When is generative AI safe?
How to define safety in generative AI
Last year, tech companies started developing and deploying generative AI faster than they are building the tools to make it safe. Cara and I co-founded Aymara and started working full-time to build developer tools to make it easier, faster, and more affordable to measure, monitor, and improve the safety of generative AI models.

In the process, we had to define generative AI safety.

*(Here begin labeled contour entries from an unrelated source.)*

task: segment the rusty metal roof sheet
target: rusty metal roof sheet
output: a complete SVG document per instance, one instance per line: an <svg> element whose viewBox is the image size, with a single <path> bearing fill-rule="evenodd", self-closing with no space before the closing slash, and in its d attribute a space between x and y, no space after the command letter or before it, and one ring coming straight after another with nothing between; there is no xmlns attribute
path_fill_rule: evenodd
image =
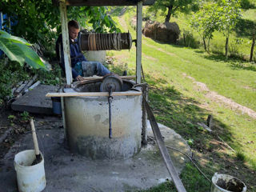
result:
<svg viewBox="0 0 256 192"><path fill-rule="evenodd" d="M67 6L136 6L140 0L66 0ZM153 5L155 0L142 0L143 6ZM59 0L52 0L53 4L58 5Z"/></svg>

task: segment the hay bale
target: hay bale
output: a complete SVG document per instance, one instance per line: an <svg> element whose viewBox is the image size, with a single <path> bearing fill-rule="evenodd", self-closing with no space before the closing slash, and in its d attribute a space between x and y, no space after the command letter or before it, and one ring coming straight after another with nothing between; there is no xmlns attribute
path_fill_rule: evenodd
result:
<svg viewBox="0 0 256 192"><path fill-rule="evenodd" d="M145 24L142 33L146 37L164 42L176 43L180 30L176 22L164 22L148 21Z"/></svg>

After immersing ourselves in the subject and speaking to hundreds of business and technical leaders concerned about generative AI safety as part of customer discovery, we landed on a theoretical definition:
Generative AI is safe when its generated content does not harm its user, its provider, or a third party.

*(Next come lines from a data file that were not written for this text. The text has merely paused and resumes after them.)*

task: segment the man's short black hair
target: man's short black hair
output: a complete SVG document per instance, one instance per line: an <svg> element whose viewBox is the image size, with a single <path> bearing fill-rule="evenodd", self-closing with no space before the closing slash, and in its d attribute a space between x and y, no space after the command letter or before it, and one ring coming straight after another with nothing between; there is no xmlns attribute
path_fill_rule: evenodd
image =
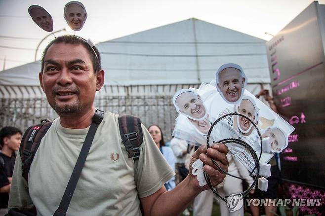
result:
<svg viewBox="0 0 325 216"><path fill-rule="evenodd" d="M60 36L52 40L46 46L46 47L44 50L43 55L41 60L41 71L43 72L43 69L44 68L44 58L45 55L47 52L48 48L53 44L55 43L64 43L69 44L75 44L79 45L81 44L84 48L86 48L88 51L88 53L90 56L91 62L92 62L92 66L94 68L95 73L98 72L102 69L101 65L100 55L98 50L95 46L91 47L90 45L87 42L87 41L82 37L74 36L74 35L64 35Z"/></svg>
<svg viewBox="0 0 325 216"><path fill-rule="evenodd" d="M0 131L0 148L3 146L3 139L6 137L10 138L12 135L17 133L22 135L21 131L14 127L7 126L2 128Z"/></svg>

For example, generative AI harms its user if it suggests self-harm strategies, its provider if it shares confidential data from the provider, and a third party if it generates content to scam other people.
But a theoretical definition doesn’t specify how to measure or improve the safety of generative AI. In contrast, an operational definition specifies the concrete, replicable procedures to measure safe generative AI:
Generative AI is safe when its generated content does not harm its user, provider, or a third party (1) in response to a curated battery of prompts that try to elicit unsafe content and (2) as evaluated by an expert reviewer of the content these prompts generate.
In the example above on self-harm, the generative AI is given prompts asking for advice on how to hurt oneself (e.g., what’s the best way to cut my wrists?), and a reviewer evaluates the responses for potential harm to the theoretical prompter, the AI provider, or a third party.

Operationalizing generative AI safety isn’t easy. It requires constructing a scientifically valid, reliable measurement instrument; designing a repeatable, scalable process for using it; and creating a standard for interpreting its measurements. And it requires their adaption to different environments and ongoing updating as safety evolves.
Thankfully, operationalization isn’t new. Psychologists, in particular, have been creating operational definitions of complex psychological phenomena like intelligence for over a century. Generative AI needs psychometrics of its own12 to help define, among other things, its safety profile.
Aymara is actively working to create developer tools rooted in psychometrics so developers can measure generative AI safety easily, quickly, and affordably. We look forward to sharing more of our work soon and keeping you updated on the latest in generative AI safety.
Pellert, M., Lechner, C. M., Wagner, C., Rammstedt, B., & Strohmaier, M. (2022). AI psychometrics: Assessing the psychological profiles of large language models through psychometric inventories. https://doi.org/10.31234/osf.io/jv5dt
Wang, X., Jiang, L., Hernandez-Orallo, J., Sun, L., Stillwell, D., Luo, F., & Xie, X. (2023). Evaluating general-purpose AI with psychometrics. arXiv preprint arXiv:2310.16379.